I have both XP and Ubuntu machines, and I have both Office 2007 and OpenOffice on the XP machines. While documents can't be readily exported between the two, it's a small matter to merely cut and past the DATA from any document to one in the other format, and even formulas copy correctly - so it's no trouble for me to duplicate all my documents in both Office and OpenOffice.  :Smile:

----------


## Brian96

> Just to let you all know regarding office 2007 - If you have an email address ending in .ac.uk (To prove your at college or Uni) you can have office 2007 for a much more reasonable price:
> 
> 
> http://www.microsoft.com/education/ultimatesteal.mspx
> 
> http://www.theultimatesteal.co.uk/
> 
> I bought mine the other day.


And state-side it is theultimatesteal.com and you need a valid .edu e-mail address. You get M$ Office 2007 Ultimate for $60 (retail $678). The offer ends 4/30/2008 and this is the full software, not a trial or otherwise time-delimited license or key.

Not many people need this feature, but M$ Excel 2007 has significantly increased the number of columns available.

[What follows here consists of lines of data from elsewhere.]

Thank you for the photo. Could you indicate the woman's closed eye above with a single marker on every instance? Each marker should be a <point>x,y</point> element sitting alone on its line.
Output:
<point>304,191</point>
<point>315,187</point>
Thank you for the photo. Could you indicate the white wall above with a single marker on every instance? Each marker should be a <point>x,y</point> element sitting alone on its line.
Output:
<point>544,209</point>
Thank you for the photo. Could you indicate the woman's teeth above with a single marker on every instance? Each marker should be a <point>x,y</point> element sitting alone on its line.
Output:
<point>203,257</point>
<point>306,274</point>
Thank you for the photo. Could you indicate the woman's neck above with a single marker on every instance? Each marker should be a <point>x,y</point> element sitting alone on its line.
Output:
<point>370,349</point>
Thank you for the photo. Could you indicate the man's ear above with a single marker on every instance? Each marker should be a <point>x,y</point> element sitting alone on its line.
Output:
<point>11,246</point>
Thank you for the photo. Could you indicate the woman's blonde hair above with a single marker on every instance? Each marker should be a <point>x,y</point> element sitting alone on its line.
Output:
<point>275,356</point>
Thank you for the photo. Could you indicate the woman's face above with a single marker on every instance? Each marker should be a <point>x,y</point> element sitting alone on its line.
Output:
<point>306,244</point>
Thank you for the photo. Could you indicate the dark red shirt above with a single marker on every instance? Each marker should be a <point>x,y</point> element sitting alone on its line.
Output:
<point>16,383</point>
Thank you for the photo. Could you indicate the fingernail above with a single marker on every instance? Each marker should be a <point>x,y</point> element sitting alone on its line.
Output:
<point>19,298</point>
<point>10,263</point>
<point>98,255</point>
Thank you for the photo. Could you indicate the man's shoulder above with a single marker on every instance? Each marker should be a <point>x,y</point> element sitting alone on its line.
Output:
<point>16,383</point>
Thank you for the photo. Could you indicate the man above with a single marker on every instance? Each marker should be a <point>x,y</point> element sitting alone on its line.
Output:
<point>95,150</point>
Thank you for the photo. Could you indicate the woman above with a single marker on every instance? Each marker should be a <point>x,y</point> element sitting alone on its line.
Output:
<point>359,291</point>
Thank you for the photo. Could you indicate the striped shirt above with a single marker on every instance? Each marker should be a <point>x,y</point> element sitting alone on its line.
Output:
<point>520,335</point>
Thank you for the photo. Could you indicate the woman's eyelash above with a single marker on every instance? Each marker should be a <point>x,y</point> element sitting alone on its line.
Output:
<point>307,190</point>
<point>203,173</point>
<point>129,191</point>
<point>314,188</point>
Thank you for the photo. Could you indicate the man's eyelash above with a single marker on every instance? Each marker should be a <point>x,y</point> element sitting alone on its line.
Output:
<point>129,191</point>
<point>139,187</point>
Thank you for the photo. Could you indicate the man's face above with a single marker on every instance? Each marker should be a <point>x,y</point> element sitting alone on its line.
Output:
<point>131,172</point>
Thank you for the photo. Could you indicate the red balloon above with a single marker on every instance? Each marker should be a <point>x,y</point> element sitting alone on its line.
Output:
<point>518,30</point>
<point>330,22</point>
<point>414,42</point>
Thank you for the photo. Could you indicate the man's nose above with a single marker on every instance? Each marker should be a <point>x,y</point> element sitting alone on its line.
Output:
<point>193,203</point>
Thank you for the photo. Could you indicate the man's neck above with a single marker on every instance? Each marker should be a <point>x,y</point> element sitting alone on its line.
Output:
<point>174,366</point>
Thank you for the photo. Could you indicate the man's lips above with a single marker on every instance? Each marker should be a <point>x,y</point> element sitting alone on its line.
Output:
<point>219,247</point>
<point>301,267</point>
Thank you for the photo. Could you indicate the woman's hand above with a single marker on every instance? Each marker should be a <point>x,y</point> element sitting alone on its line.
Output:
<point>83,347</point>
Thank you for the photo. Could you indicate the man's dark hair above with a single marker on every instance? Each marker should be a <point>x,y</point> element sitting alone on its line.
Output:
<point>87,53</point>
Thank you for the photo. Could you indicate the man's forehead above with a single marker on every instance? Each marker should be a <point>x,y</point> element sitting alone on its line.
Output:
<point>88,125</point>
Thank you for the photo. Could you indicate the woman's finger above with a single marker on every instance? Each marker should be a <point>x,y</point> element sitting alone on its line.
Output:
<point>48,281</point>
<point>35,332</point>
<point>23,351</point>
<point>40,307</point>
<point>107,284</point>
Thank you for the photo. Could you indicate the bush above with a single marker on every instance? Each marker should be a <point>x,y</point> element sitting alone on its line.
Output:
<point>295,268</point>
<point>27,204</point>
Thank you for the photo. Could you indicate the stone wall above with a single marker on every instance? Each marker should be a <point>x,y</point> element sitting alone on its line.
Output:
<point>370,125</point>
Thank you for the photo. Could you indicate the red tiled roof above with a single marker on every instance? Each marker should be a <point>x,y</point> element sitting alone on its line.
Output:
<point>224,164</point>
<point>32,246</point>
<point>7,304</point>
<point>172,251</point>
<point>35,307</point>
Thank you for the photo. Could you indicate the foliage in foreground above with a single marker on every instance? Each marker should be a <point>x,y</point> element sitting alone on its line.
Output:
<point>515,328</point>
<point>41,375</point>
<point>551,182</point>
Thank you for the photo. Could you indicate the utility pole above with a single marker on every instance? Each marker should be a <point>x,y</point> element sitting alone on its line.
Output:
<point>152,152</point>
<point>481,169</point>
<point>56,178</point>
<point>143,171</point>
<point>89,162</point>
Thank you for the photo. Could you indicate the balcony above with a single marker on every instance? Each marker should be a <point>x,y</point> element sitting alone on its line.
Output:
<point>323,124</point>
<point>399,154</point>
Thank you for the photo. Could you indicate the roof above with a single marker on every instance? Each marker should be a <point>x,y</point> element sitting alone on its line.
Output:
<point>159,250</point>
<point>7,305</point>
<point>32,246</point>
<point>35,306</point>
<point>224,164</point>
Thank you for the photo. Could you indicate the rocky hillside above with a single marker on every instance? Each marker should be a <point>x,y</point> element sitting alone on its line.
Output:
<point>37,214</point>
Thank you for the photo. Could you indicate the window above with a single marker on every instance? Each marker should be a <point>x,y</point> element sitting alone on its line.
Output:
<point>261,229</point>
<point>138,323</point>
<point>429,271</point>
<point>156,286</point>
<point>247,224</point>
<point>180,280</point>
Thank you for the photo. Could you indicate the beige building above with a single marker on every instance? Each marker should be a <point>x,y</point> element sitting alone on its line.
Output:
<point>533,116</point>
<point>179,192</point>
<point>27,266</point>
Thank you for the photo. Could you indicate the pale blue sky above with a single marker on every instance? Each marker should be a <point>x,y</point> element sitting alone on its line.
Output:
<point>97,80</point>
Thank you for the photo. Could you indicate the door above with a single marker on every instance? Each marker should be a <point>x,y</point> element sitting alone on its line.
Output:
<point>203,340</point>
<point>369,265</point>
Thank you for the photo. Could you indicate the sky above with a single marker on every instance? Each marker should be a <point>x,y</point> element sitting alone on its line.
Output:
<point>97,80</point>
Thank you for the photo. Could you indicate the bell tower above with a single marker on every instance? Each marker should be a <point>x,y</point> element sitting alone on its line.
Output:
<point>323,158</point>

I am trying to migrate (slowly, albeit) to a pure FOSS system, but the advancements in Office 2007 are pretty significant. My hope is that Office 2007 will last me a good 6-7 years, and that by that time OpenOffice or the like will have made significant gains.

And for the original point of this thread, I highly doubt Office 2007 will work in WINE or Crossover. I highly recommend VMWare server with XP (if you own a legal copy) for your holdover M$ must-have programs. It is way more convenient than a dual-boot system.

----------


## p_quarles

Moved to Wine section.

----------


## tettayes

I get an error when installing with office2k7.exe.
I got that office 2007 through my school online, but it does not seem to work... 
anyone know how to deal with it??
Many thanks to all of you.

----------


## Gary_inNYC

After considerable googling on the topic, I'm glad to report that Office 2007 Enterprise works near flawlessly in Wine!

I gathered steps to install correctly from these links (tab them now, you won't regret it  :Smile: )

http://wine-review.blogspot.com/2008...e-install.html
http://goodbutbad.blogspot.com/2008/...in-ubuntu.html
http://www.winehq.org/site/download-deb
http://wiki.winehq.org/winetricks

special thanks to twickline, medo, and a-s-h-o-k for your contributions and steps.  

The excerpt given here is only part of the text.